К тому же в те дни впервые за последние семнадцать лет заговорил Ньирагонго, извергая клубы дыма и потоки лавы. Природа, казалось, не желала оставлять режиссуру адского спектакля только человеку. Картины из тропиков волновали, ужасали, пред ними меркли любые виды нищеты и бедствий, ими открывались выпуски вечерних теленовостей. Не было такой гуманитарной организации, которая ни стремилась бы попасть в лагеря вокруг Гомы. За право действовать там боролись разные филантропы, и я видел, что этот чуть ли не идеальный ад с его вулканом и трупами не стал наказанием для вчерашних убийц. Напротив, он казался скорее инкубатором для взращивания нового поколения громил и головорезов. И плата за вход в адский питомник не была такой уж высокой: здесь умерли несколько десятков тысяч из тех, что отправили на тот свет сотни тысяч граждан своей же страны. Повезло им и в том, что умирали они на глазах у миллионов во всех частях света, пусть и шокированных ужасным зрелищем, но ведь на миру, то бишь перед телекамерой, и смерть красна; во всяком случае, ценится она в таком ракурсе сегодня выше, чем добрая сотня безвестных, невидимых миру смертей. И хотя было известно, что за люди умирают в лагерях и лагеря эти следовало бы обнести колючей проволокой, а убийц отправить за решетку, чтобы затем отдать под суд, никто, конечно, не решался на такой шаг: мешали неписаные законы гуманизма.
По утрам на террасе отеля «Великие озера» на аукцион выставлялись мертвецы. Их количество продавалось теснящим друг друга газетчикам, а представители гуманитарных организаций вели себя как ярмарочные зазывалы, стараясь назвать как можно более высокие цифры жертв — крупные числа в заголовках на первых полосах гарантировали крупные числа на счетах пожертвований.
Я нашел Агату в северном секторе лагеря Мугунга — с видом на Киву и Гисеньи, где когда-то мы безмятежно проводили часы досуга. Вернее будет сказать, что я нашел женщину, которую многие называли Агатой. Я видел на ее лице знакомые мне веснушки, возле нар, на которых она боролась со смертью, лежал зонтик с ручкой в виде утиной головы, и все же мне трудно было узнать в этой иссушенной холерой женщине мою любовь. От губ, сводивших меня с ума, почти ничего не осталось, глаза были двумя иссякшими, грязными родничками, щеки ввалились.
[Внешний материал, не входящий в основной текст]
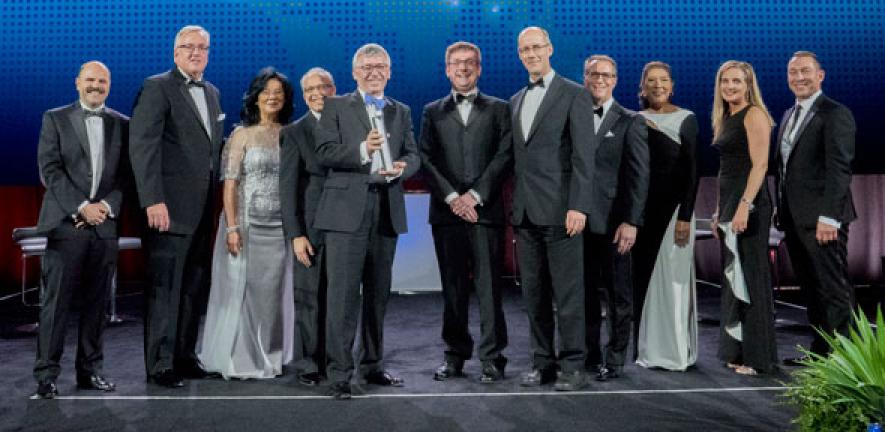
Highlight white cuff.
[817,216,842,229]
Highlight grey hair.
[172,25,209,49]
[301,67,335,91]
[352,43,390,69]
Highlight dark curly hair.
[240,67,295,126]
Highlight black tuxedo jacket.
[419,93,513,225]
[129,68,224,234]
[589,102,649,234]
[314,91,421,234]
[772,94,857,228]
[280,111,326,245]
[37,102,129,238]
[510,74,599,226]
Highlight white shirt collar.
[796,90,823,112]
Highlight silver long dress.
[198,125,295,379]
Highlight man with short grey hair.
[314,44,420,399]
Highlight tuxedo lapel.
[68,103,90,160]
[525,75,562,143]
[350,90,372,132]
[593,102,623,137]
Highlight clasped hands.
[80,202,108,226]
[366,129,406,177]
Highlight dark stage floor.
[0,286,820,432]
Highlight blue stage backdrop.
[0,0,885,185]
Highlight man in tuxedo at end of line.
[314,43,420,399]
[129,25,224,388]
[584,55,649,381]
[510,27,599,391]
[775,51,857,366]
[419,42,513,383]
[32,61,129,399]
[280,67,335,387]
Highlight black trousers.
[144,199,214,375]
[325,189,397,382]
[516,223,586,372]
[584,233,633,368]
[781,215,855,355]
[433,222,507,365]
[293,243,326,374]
[34,222,118,381]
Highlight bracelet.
[741,197,756,211]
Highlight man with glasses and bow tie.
[510,27,599,391]
[775,51,857,366]
[32,61,129,399]
[314,43,420,399]
[129,26,224,388]
[420,42,513,383]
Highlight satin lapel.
[350,90,372,132]
[593,102,623,137]
[178,81,212,137]
[525,75,562,143]
[510,87,526,144]
[68,106,92,157]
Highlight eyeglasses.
[519,43,550,54]
[449,59,479,67]
[357,63,390,75]
[176,44,209,52]
[584,72,617,81]
[302,83,332,93]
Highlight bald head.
[74,60,111,109]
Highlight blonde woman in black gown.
[712,60,777,375]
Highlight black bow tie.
[529,78,544,90]
[455,93,476,103]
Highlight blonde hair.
[711,60,774,140]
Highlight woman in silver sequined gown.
[198,68,295,379]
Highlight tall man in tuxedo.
[776,51,857,365]
[584,55,649,381]
[33,61,129,399]
[314,43,420,399]
[280,67,335,386]
[129,26,224,387]
[510,27,599,391]
[420,42,513,383]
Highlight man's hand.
[612,222,636,255]
[673,220,691,247]
[565,210,587,237]
[449,192,479,223]
[378,161,407,177]
[144,203,169,232]
[292,236,314,268]
[366,129,384,157]
[814,221,839,246]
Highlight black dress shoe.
[31,380,58,399]
[596,366,622,381]
[784,356,811,367]
[366,370,403,387]
[298,372,320,387]
[148,369,184,388]
[479,362,504,384]
[519,367,556,387]
[77,375,117,392]
[329,381,351,400]
[553,370,587,391]
[433,361,464,381]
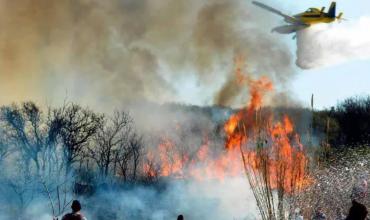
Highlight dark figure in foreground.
[62,200,86,220]
[346,200,367,220]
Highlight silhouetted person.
[62,200,86,220]
[346,200,367,220]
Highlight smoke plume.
[296,17,370,69]
[0,0,292,110]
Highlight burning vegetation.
[0,56,370,220]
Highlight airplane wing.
[252,1,306,25]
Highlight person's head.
[71,200,81,212]
[347,200,367,220]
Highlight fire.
[144,54,307,192]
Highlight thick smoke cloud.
[0,0,292,110]
[296,17,370,69]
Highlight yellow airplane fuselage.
[299,17,335,25]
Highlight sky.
[0,0,370,111]
[289,0,370,109]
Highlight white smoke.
[296,17,370,69]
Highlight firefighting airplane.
[252,1,344,34]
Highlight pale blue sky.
[286,0,370,108]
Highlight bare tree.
[88,111,132,178]
[0,102,59,174]
[53,103,103,174]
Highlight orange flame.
[144,57,307,192]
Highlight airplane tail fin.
[328,2,336,18]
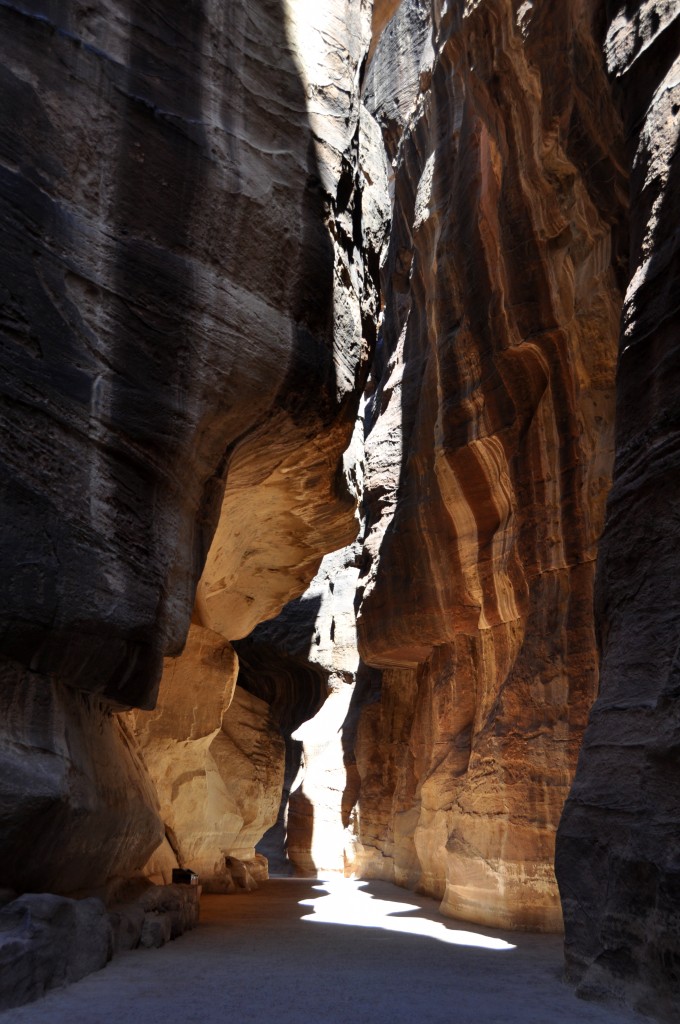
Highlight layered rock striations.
[356,0,626,930]
[556,3,680,1021]
[0,0,377,890]
[129,3,387,888]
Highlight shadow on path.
[0,878,641,1024]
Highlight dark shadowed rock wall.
[556,3,680,1021]
[356,0,626,929]
[0,0,377,890]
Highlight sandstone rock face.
[356,0,625,930]
[0,0,377,891]
[556,3,680,1021]
[0,0,375,706]
[135,625,285,891]
[0,666,163,895]
[0,893,113,1010]
[237,532,368,876]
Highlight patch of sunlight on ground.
[299,879,516,950]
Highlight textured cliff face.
[0,0,377,888]
[0,665,163,897]
[0,0,369,705]
[238,545,366,874]
[357,0,625,929]
[556,3,680,1020]
[126,3,387,888]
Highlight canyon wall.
[356,0,626,930]
[556,2,680,1021]
[0,0,377,890]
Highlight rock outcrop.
[237,532,368,876]
[135,626,285,892]
[0,0,377,891]
[356,0,626,930]
[556,3,680,1021]
[0,893,114,1010]
[0,665,163,897]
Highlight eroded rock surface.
[557,3,680,1021]
[237,545,368,876]
[0,0,375,706]
[0,665,163,895]
[0,893,113,1010]
[357,0,626,929]
[135,625,285,890]
[0,0,377,905]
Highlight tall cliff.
[0,0,376,888]
[556,3,680,1021]
[356,0,626,930]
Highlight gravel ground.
[0,879,645,1024]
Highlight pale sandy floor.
[0,879,643,1024]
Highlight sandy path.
[0,880,642,1024]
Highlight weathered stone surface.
[0,665,163,894]
[357,0,625,929]
[0,0,378,905]
[232,516,372,876]
[0,893,113,1010]
[556,2,680,1021]
[109,903,144,954]
[0,0,375,706]
[135,663,285,891]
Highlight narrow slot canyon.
[0,0,680,1024]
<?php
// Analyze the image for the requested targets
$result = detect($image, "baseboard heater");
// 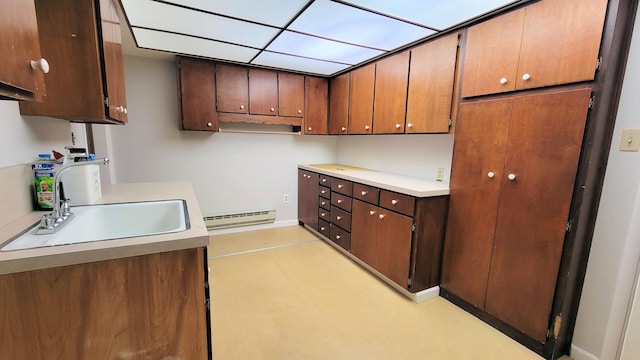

Не изменились, сохранив свою красоту, лишь зубы — блестящие, здоровые, без единого изъяна… Казалось, они обнажились, лишь чтобы сквозь них прозвучал жуткий смех.
Ополченцы, находившиеся вместе со мной в палатке, начали выказывать нетерпение. Они устали стоять на часах, умирающая Агата слишком долго держала их возле себя. Я чувствовал, как они торопят смерть: она позволит им уйти, развяжет руки, чтобы заняться теми, кто был еще жив. И потому я почти физически ощущал, что ответственность за смерть, которая заставляла себя ждать, они возлагали именно на меня. Пока я возле нее, она не умрет. Я взял Агату за руку. Рука была тяжелой. Я понимал, что у смертного одра не место чувству торжества, и все же я обрадовался, заметив, что в ее глазах мелькнула искра удивления — удивления оттого, что в последние минуты ее жизни рядом с ней был именно я, Давид Холь. Я всегда тебе это говорил, бормотал я, говорил тебе это всегда, и в груди моей зазвучал ликующий голос, ибо на лице у нее появилось такое выражение, будто она почувствовала, что ей преподнесли сюрприз. И я впервые узнал Агату, заглянул за маску, за зеркало ее глаз, в котором всегда видел только себя, свое тщеславие, свое сладострастие, свое гневное отношение к этой стране, а теперь в нем отражалось некое подобие души, человека, жизни.